The particular news here is probably a minor data point in Missouri politics. Blunt signed "a 1990 letter that discusses 'states’ rights' as a cause of the Civil War, but makes no mention of slavery." He was Missouri's Secretary of State at the time. In response to the Star's questions, Blunt admitted he signed it but claimed he didn't read it and that "it’s always been clear to him that slavery was the 'original sin' of the Constitution."
Several paragraphs into the article, Wise gives us more details on the letter which was in response to a student's letter. And it provides a good example of how Lost Cause pseudohistory about the Civil War is part of a larger narrative, based on white supremacist assumptions:
“Why did the States feel that their rights caused them to separate from the U.S.?” the student asked Blunt. “What does the Constitution say about states rights? How have states’ rights changed since the Civil War?”In this example as presented by the Kansas City Star, we see the emphasis on "state rights" as the central cause of the Civil War without mentioning slavery, which is a key argument of the Lost Cause/neo-Confederate narrative. And we see how the letter connects that narrative to Republicans' opposition to "racial desegregation in Kansas City and St. Louis schools" at the time.
The typewritten response was signed by Blunt and printed under Missouri Secretary of State letterhead. It says the debate over states rights was at the heart of the Civil War. ...
His response to the student, which runs slightly over one page, single-spaced, does not mention slavery.
It suggests the student read the writings of former Vice President and U.S. Senator John C. Calhoun of South Carolina, “one of the most articulate and ardent supporters of the states’ rights position” and suggests studying the lives of Edmund Ruffin and Jefferson Davis “on the states’ rights side” and Republican President Abraham Lincoln, his Democratic rival Stephen Douglas and Nathaniel Lyon, a Union general, on the “national rights side.”
Calhoun called slavery a positive good. Davis, also a defender of slavery, was the president of the Confederacy. Ruffin was a Virginia slaveholder who claimed credit for firing one of the first shots of the war. He ended up killing himself, wrapped in the Confederate flag.

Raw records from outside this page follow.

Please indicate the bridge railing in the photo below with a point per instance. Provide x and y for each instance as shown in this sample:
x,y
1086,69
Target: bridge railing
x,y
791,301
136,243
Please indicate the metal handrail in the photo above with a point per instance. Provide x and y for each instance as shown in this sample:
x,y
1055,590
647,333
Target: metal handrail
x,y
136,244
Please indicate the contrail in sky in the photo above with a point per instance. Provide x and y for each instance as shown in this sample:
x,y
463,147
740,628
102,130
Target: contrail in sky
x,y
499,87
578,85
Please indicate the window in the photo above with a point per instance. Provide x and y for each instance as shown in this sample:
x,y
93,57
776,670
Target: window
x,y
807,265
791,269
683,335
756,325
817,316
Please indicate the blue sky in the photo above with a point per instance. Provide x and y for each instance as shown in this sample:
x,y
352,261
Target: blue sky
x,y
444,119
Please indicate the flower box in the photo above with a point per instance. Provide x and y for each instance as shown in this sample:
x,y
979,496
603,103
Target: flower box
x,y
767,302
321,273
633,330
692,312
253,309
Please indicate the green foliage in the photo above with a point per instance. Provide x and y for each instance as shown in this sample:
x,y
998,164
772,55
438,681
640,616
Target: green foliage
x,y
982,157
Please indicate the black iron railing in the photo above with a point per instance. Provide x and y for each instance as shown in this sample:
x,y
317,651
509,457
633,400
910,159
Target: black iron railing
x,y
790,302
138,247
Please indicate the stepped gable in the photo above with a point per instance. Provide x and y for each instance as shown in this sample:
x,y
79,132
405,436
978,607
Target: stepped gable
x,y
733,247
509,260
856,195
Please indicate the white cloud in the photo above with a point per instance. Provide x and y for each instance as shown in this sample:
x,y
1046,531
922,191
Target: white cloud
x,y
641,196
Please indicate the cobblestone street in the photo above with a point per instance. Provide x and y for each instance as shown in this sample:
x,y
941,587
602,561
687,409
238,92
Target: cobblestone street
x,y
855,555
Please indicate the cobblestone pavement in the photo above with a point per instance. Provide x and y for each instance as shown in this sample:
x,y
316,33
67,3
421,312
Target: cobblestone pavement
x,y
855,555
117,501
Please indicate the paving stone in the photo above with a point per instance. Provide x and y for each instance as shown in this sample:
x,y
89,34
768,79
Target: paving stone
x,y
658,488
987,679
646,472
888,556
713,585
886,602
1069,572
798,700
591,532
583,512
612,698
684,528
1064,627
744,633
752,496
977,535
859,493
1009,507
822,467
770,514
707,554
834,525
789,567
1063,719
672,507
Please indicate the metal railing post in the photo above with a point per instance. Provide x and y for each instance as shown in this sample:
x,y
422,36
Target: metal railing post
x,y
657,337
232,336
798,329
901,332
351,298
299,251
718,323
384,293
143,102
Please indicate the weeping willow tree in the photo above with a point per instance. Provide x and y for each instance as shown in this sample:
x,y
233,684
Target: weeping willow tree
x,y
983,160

The letter signed by Blunt concludes with the observation that the states’ rights debate “continues to be waged in our own lifetimes.” It cites, as an example, the “debate whether or not the federal government has the right to require the state of Missouri to pay the costs of racial desegregation in Kansas City and St. Louis schools.” [my emphasis]
I've done several posts this year about John Calhoun, the guiding spirit of today's American white nationalists. As he was for the secessionists of 1861.
The Nullification Crisis of 1831-2 was a conflict that was explicitly though not overtly about slavery. In this case, Calhoun defended a "states rights" position and President Andrew Jackson's position asserting federal authority won out. The Congressional lineup around that issue was broadly sectionally divided, with slave states tending to support the states-rights stance and the free states supported the national position.
The notorious Indian Removal Act of 1830 also lined up sectionally, even more clearly than on the Nullification Crisis. The Southerners favored the Act, which extended federal power in controlling territories in the area in question. The Northern opponents used the states-rights argument to oppose the Act. So even then, Southern support for "states' rights" was based on the issue immediately at stake, not on some abstract, legalistic commitment to states' rights as a basic Constitutional principle.
Between the Nullification Crisis and Lincoln's election in 1860, the controversies over slavery had the Southern slaveowners backing the use of national power in favor of slavery and against states' rights. After 1840, the Presidents were increasingly favorable to the slave states. The Fugitive Slave laws were a big point of contention during that whole period; Southern representatives demanded more use of federal power to force free states to return escaped slaves.
After the 1860 Presidential election, slave states did begin to invoke states' rights again. But as their secession ordinances and speeches of secession leaders made very clear, the purpose their secession and treason was defending slavery.